Spurs has won five and lost five of its opening 11 Premier League matches this season and sits ninth, with the joint-third worst goal difference in the division. What's more, there have been enough surprising results among all clubs already this season to suggest there aren't many matches one can predict with too much confidence.

Still, new Spurs manager Antonio Conte must be looking at the next four league fixtures with optimism. In the coming two weeks, Tottenham will face teams all currently in the bottom-half of the table, with two of those clubs currently in the relegation zone.

That run of fixtures begins tomorrow, with a home match against Leeds United. Under Marcelo Bielsa, Leeds is almost always exciting but, so far this season at least, too generous to opposition forwards. If Leeds employs it's usual free-flowing style, Spurs will fancy its chances of finding success on the counter attack.

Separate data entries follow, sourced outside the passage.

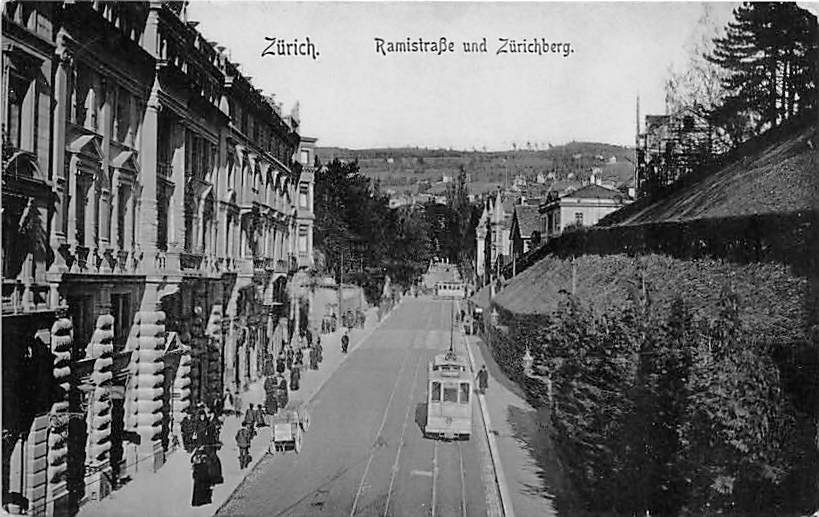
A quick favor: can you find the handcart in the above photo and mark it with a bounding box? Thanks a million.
[267,401,310,454]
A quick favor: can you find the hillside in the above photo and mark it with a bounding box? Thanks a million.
[316,142,634,194]
[599,121,819,226]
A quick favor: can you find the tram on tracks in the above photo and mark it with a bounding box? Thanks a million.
[424,349,473,440]
[435,282,466,299]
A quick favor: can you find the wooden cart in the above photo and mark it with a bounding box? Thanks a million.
[267,401,310,454]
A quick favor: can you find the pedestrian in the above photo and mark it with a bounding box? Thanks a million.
[193,411,209,448]
[478,365,489,393]
[191,448,213,506]
[233,390,242,417]
[236,424,253,470]
[264,377,279,415]
[179,411,195,453]
[254,404,267,428]
[290,367,301,391]
[242,402,256,436]
[278,377,288,409]
[222,388,236,415]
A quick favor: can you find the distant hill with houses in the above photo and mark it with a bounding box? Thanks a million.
[316,142,634,194]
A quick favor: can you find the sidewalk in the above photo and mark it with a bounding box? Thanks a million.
[78,309,389,517]
[461,310,557,517]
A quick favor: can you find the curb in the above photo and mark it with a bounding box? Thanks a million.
[211,298,403,516]
[458,303,515,517]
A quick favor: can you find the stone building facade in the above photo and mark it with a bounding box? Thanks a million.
[2,2,315,515]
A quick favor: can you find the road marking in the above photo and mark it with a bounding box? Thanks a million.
[432,440,438,517]
[458,442,466,517]
[350,306,432,517]
[384,355,424,517]
[459,303,515,517]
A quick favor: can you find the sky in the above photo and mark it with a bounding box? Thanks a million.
[188,0,736,150]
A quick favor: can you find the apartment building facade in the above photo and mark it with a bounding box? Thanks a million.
[2,2,315,515]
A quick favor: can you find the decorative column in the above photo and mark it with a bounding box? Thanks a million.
[48,30,72,284]
[128,311,165,471]
[109,170,121,270]
[205,304,219,404]
[190,306,207,403]
[85,314,114,500]
[137,81,160,269]
[171,352,191,446]
[46,318,73,516]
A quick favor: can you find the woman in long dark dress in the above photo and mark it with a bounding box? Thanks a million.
[278,378,287,408]
[191,449,213,506]
[264,377,279,415]
[290,367,301,391]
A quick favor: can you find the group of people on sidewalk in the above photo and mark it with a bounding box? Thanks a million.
[180,401,225,506]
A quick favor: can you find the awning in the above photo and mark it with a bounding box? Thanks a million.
[469,284,491,309]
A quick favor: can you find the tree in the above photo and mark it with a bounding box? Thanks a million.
[706,2,819,138]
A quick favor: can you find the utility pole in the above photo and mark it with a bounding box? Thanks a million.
[336,248,344,316]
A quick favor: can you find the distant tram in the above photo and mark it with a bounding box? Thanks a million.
[424,350,472,440]
[435,282,466,298]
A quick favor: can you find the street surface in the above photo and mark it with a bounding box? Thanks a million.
[217,297,499,517]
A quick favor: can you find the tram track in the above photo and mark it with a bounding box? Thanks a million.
[384,356,424,517]
[350,300,435,517]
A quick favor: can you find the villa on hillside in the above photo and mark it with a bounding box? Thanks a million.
[509,204,541,257]
[538,183,630,239]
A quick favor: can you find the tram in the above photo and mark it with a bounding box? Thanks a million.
[435,282,466,299]
[424,350,472,440]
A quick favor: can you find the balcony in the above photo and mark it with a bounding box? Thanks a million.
[273,259,289,273]
[179,252,203,271]
[3,280,54,314]
[156,161,173,179]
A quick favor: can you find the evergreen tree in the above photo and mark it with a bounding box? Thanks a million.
[707,2,817,138]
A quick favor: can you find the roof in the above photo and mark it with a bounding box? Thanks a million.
[515,205,541,238]
[469,284,492,309]
[564,184,624,201]
[494,255,808,342]
[604,122,817,225]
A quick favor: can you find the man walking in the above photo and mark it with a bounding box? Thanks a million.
[242,403,256,436]
[236,422,253,470]
[478,365,489,394]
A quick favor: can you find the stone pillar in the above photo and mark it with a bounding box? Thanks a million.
[171,353,191,442]
[205,303,219,404]
[85,314,114,500]
[128,311,165,471]
[137,84,160,270]
[46,318,73,516]
[49,31,71,280]
[109,170,121,268]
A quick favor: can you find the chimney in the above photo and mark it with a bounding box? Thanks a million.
[634,93,640,147]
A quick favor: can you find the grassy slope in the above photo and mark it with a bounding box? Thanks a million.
[317,142,634,193]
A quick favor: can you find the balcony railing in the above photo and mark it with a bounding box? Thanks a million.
[3,280,51,314]
[179,252,203,270]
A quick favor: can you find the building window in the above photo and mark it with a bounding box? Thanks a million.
[156,192,168,251]
[114,88,134,145]
[299,183,310,209]
[111,293,132,351]
[3,74,29,149]
[299,226,308,253]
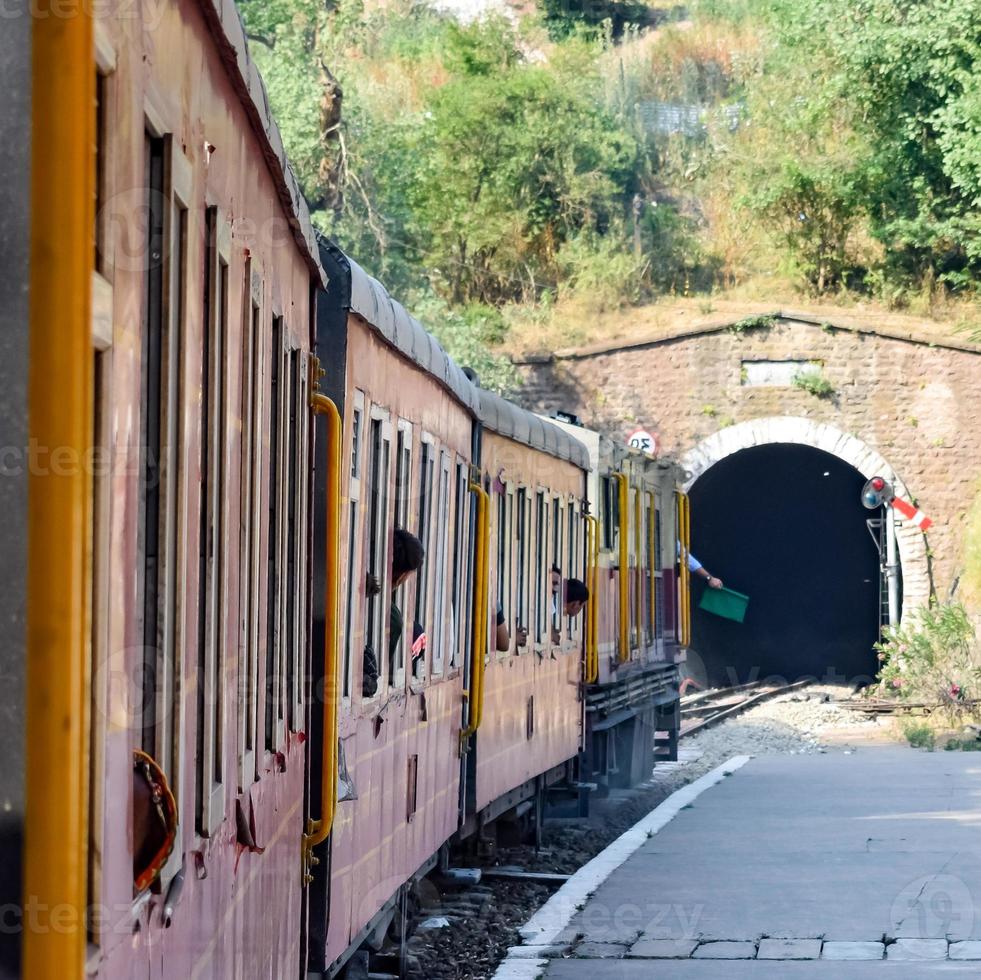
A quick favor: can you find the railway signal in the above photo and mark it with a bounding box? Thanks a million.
[862,476,894,510]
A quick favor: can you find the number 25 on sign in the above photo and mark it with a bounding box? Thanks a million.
[627,429,658,456]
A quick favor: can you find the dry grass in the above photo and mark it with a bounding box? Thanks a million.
[505,277,981,356]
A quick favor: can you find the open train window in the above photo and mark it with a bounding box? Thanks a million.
[362,409,390,697]
[239,257,264,790]
[86,59,113,944]
[410,434,436,676]
[450,459,470,671]
[281,346,308,731]
[432,453,453,676]
[563,499,584,640]
[195,207,231,837]
[654,506,664,640]
[262,316,290,752]
[600,476,620,550]
[535,491,549,644]
[508,487,530,653]
[549,497,565,642]
[395,419,412,530]
[341,391,364,698]
[491,487,514,653]
[140,132,189,795]
[388,419,412,685]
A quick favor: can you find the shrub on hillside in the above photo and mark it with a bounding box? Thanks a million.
[876,602,981,720]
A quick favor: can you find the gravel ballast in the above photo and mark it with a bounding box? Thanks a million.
[408,685,890,980]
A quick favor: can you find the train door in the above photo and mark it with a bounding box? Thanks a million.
[300,242,354,974]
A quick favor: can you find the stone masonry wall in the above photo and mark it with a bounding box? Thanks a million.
[519,317,981,597]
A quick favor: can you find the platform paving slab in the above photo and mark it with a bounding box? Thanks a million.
[572,943,627,960]
[947,939,981,960]
[821,939,886,960]
[524,745,981,980]
[543,960,978,980]
[692,942,756,960]
[627,939,698,960]
[756,939,821,960]
[886,939,947,960]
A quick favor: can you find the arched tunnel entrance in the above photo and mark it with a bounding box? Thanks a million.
[689,443,879,685]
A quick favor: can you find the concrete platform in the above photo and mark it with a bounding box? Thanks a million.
[543,746,981,980]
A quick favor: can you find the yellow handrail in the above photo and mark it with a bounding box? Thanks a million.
[613,473,630,664]
[675,490,691,646]
[583,514,599,684]
[303,388,342,881]
[634,488,644,647]
[460,482,490,747]
[23,0,95,980]
[647,490,661,642]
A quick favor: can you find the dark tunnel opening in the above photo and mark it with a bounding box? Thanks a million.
[689,443,880,685]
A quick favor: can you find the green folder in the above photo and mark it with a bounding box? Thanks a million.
[698,588,749,623]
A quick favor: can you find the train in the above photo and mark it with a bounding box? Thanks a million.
[3,0,690,980]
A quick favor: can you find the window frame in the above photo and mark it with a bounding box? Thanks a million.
[284,339,310,731]
[428,449,453,683]
[361,405,392,704]
[238,255,266,793]
[195,204,232,838]
[341,388,366,704]
[443,455,473,676]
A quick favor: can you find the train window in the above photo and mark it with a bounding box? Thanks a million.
[600,476,620,549]
[139,133,187,791]
[282,347,309,731]
[239,259,263,790]
[395,419,412,529]
[450,460,469,670]
[341,391,364,698]
[654,507,664,640]
[643,497,656,643]
[410,434,436,671]
[491,490,511,649]
[508,487,529,653]
[388,419,415,684]
[362,409,390,697]
[262,316,290,752]
[566,499,584,640]
[549,497,564,642]
[195,207,230,837]
[86,66,113,943]
[535,491,549,643]
[432,453,452,676]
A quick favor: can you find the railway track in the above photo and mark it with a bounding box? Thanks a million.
[680,679,812,738]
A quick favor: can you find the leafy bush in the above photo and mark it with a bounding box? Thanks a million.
[876,602,981,719]
[791,368,835,398]
[412,293,520,395]
[903,721,937,752]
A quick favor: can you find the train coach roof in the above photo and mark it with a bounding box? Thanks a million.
[478,388,589,470]
[200,0,326,285]
[320,238,479,415]
[318,236,589,470]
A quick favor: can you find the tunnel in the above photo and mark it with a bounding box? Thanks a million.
[689,443,881,686]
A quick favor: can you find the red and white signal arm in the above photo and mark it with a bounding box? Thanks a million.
[627,429,661,456]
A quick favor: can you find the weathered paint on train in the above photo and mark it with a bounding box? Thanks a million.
[326,314,472,963]
[475,431,586,811]
[87,0,320,980]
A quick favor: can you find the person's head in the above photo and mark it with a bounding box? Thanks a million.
[392,527,426,589]
[565,578,589,616]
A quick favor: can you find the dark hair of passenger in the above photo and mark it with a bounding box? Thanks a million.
[392,527,426,580]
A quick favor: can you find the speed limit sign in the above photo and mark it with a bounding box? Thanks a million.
[627,429,658,456]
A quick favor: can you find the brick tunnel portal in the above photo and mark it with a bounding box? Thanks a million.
[689,443,879,685]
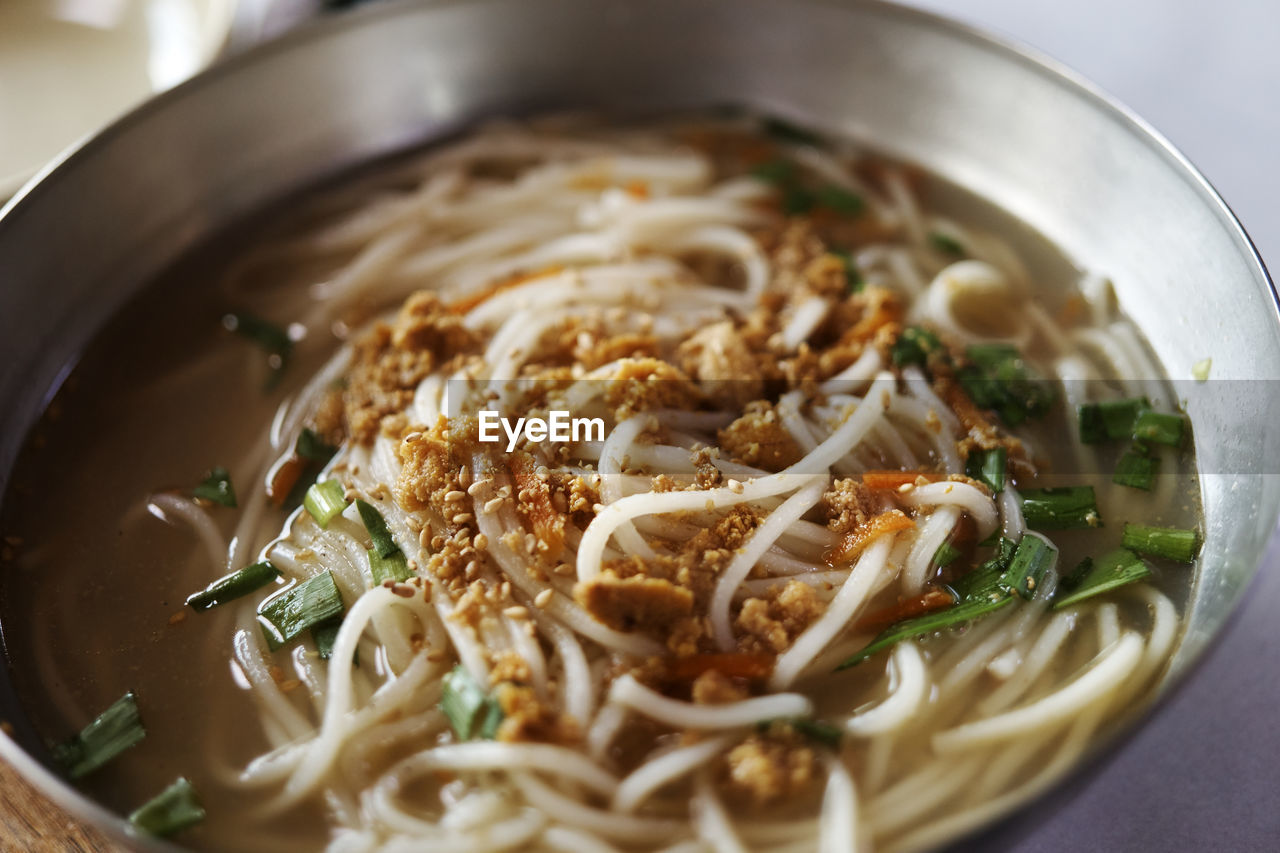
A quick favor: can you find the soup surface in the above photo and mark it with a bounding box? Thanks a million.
[0,118,1198,850]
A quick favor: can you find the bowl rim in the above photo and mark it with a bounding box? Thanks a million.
[0,0,1280,853]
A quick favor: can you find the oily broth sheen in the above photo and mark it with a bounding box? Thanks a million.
[0,121,1198,850]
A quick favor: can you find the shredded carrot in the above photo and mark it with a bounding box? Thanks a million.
[863,471,941,491]
[449,264,564,314]
[844,287,902,343]
[508,452,564,557]
[669,652,773,681]
[266,456,307,506]
[827,510,915,566]
[854,589,956,631]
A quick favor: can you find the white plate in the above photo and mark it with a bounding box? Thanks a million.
[0,0,234,201]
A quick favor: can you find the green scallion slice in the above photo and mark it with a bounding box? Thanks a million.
[929,231,965,256]
[356,498,399,557]
[1001,533,1057,601]
[1120,524,1199,562]
[302,480,347,528]
[311,619,342,661]
[440,665,503,740]
[817,183,867,216]
[1021,485,1102,530]
[293,427,338,465]
[1076,397,1151,444]
[951,537,1018,601]
[257,571,343,651]
[1111,442,1160,492]
[223,313,293,391]
[1133,411,1187,447]
[129,776,205,838]
[751,158,796,186]
[367,548,413,587]
[890,325,942,368]
[1053,548,1151,610]
[187,560,280,612]
[959,343,1055,427]
[964,447,1009,494]
[52,690,147,779]
[762,118,822,146]
[191,466,236,508]
[836,590,1014,671]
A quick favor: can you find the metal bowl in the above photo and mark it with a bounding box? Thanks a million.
[0,0,1280,838]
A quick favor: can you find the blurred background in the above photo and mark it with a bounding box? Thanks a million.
[0,0,1280,853]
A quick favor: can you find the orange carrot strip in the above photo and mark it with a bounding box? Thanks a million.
[863,471,941,489]
[669,652,773,681]
[827,510,915,566]
[449,264,564,314]
[854,589,956,631]
[266,456,307,506]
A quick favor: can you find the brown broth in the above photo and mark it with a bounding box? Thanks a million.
[0,133,1198,850]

After Leeds, the Spurs squad travels to Burnley (a ground they have already won on this season, in the League Cup) before hosting Brentford, which, after a great start, has lost its last four in the league. The final fixture in the run is at home to bottom-club Norwich City.

Things look tougher with the next three fixtures before Christmas visits to Brighton and Leicester then a home match against Liverpool.

It seems ambitious to suggest Spurs can win its next four league matches, even if the opposition is in theory weaker. Conte is an ambitious man, though, and an elite coach.

With Manchester United looking inconsistent, Conte's arrival at Spurs has suddenly made a top-four finish look possible — or at least not impossible — for the North London club. The team needs to be winning matches like the next four, or at least three of them, to close the current six-point gap and breathe some belief into the players.

The noises coming out of the club suggest the players, especially star striker Harry Kane, are enthused by Conte's arrival. Kane comes into the Leeds match after scoring seven times in two matches for England during the international break, albeit against poor opposition.

Conte has only had two matches — one in the league — to get to know his squad. The international break will have given him and his staff time to settle in to life at Spurs, though he was without plenty of key players for training given their international commitments.

The Italian coach has said he doesn't like to take on a job in the middle of a season and has also made it clear how much work this Spurs team needs.

"We need time. We need time to work," Conte said after his first match in charge earlier this month, a 3-2 Europa Conference League win against Vitesse Arnhem.

"This is the only aspect that, not I’m afraid, but I’d like to have time to work. And I know that I have to be patient. Because it is a situation that we don’t have too much time to work."

Conte knows patience is a luxury rarely found in elite soccer and it is unrealistic to expect his new side to suddenly play with the confidence it was severely lacking only a few weeks ago.

Also, the performance boost, or "new manager bounce", clubs seem to get from appointing a new manager is supposedly over-rated.

This is, however, undoubtedly a favorable run of fixtures for Tottenham. Conte will see the chance to make a strong start to his time in charge.